What is Faulkner’s South?

Throughout all of his fiction, Faulkner explored the idea of the American South as breeding a sense of the abject within impoverished communities. He did this through a narrative lens of historical and regional tension, incorporating war, poverty and racial injustice into the seams of his fiction.

What kind of country does William Faulkner live in?

His novels and short stories are based on a country called Lafayette Country and set in a fictional country of Yoknapatawapha. William Faulkner is among the most celebrated writers in American literature, mainly Southern American literature.

Who is the author of the Portable Faulkner?

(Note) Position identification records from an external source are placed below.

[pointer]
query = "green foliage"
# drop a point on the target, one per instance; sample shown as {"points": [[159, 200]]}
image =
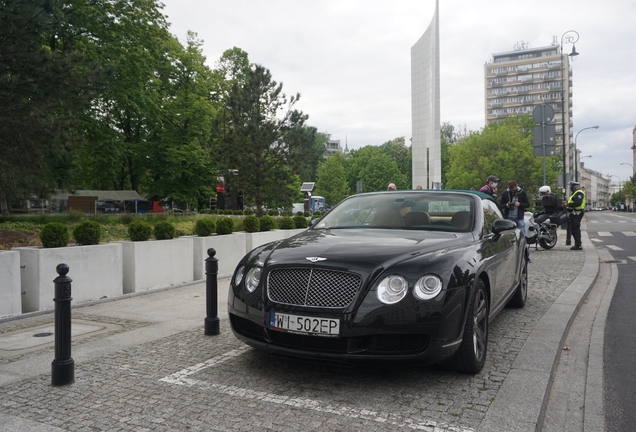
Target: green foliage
{"points": [[164, 230], [286, 223], [267, 223], [375, 168], [204, 227], [139, 230], [87, 232], [251, 224], [224, 226], [54, 234], [332, 180], [300, 222], [268, 148]]}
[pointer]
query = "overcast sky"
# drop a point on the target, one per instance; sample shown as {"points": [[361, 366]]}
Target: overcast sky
{"points": [[350, 60]]}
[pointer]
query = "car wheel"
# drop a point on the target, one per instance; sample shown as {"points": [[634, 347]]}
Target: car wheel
{"points": [[550, 242], [518, 300], [471, 354]]}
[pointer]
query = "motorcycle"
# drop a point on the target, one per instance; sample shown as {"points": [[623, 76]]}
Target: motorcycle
{"points": [[540, 230]]}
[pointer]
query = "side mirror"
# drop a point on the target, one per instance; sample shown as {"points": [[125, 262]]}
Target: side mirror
{"points": [[502, 225]]}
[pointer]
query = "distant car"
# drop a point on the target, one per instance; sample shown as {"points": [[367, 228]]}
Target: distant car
{"points": [[408, 276]]}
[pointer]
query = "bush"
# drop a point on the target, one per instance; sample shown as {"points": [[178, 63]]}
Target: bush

Map drawn by William Faulkner for The Portable Faulkner (1946) Yoknapatawpha County, pronounced [jɒknəpəˈtɔfə] is a fictional Mississippi county created by the American author William Faulkner, based upon and inspired by Lafayette County, Mississippi, and its county seat of Oxford, Mississippi (which Faulkner renamed Jefferson).

Where are most of William Faulkner’s books set?

The majority of his novels are set in the postbellum American South. His most technically sophisticated works—including The Sound and the Fury (1929) and As I Lay Dying (1930)—make use of Modernist writing techniques such as unreliable narrators and stream-of-consciousness narration.

What did William Faulkner say about facts and truth?

“Facts and truth really don’t have much to do with each other.” “Don’t bother just to be better than your contemporaries or predecessors. Try to be better than yourself.” William Faulkner was a Nobel Prize–winning novelist who wrote challenging prose and created the fictional Yoknapatawpha County.